BS first of all needs to be differentiated with focal and systemic scleroderma. For this purpose, an analysis is performed for specific antibodies – antinuclear factor, antibodies to topoisomerase, anti-centromeric antibodies. Scleredema should also be distinguished from diffuse eosinophilic fasciitis, late cutaneous porphyria, Werner syndrome (adult progeria).
Patients are subject to mandatory hospitalization in the rheumatology or dermatology department. There is no etiotropic therapy. However, most often, for example, in many cases of type I scleredema, no treatment is required. The disease regresses on its own after a few weeks.

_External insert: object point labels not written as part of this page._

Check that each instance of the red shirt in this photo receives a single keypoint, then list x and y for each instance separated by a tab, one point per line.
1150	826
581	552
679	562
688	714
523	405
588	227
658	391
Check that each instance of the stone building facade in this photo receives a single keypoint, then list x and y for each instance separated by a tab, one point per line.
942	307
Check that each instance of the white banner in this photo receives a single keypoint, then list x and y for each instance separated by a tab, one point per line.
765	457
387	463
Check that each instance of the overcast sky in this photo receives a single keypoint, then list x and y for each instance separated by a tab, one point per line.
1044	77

It is often enough to carry out therapy of causal pathology (antibiotics, hypoglycemic drugs, chemotherapy, etc.) that provoked the BS. In severe and persistent scleredema, various methods of pathogenetic exposure are used:
- Medications. Antifibrotic drugs (penicillamine, colchicine) are used to slow the growth of connective tissue in the skin and subcutaneous fat. Injections of the enzyme hyaluronidase are sometimes prescribed. Medications that suppress the inflammatory process are also used – topical and systemic glucocorticosteroids (prednisone), cytostatics (methotrexate).

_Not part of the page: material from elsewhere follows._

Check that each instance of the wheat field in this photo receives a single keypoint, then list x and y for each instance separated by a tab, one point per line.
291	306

- Non-medicated. Non-medicinal methods include PUVA therapy, which consists in the external or oral administration of a drug that increases sensitivity to ultraviolet (UV), followed by irradiation of the skin with long-spectrum UV waves. There are data on the effectiveness of local radiation therapy, intravenous transfusion of blood clotting factor XIII.
Prognosis and prevention
Buschke’s scleredema is a benign disease that very rarely leads to serious complications. Approximately half of all patients experience an independent regression of symptoms. In isolated cases, pronounced movement difficulties are possible. The prognosis is mainly determined by the disease that served as the background for scleredema. As a preventive measure, competent glycemic control can be recommended for people with diabetes mellitus, early diagnosis of malignant neoplasms, general measures to strengthen immunity to prevent viral infections and streptococcal angina – regular exercise, balanced nutrition, hardening, etc.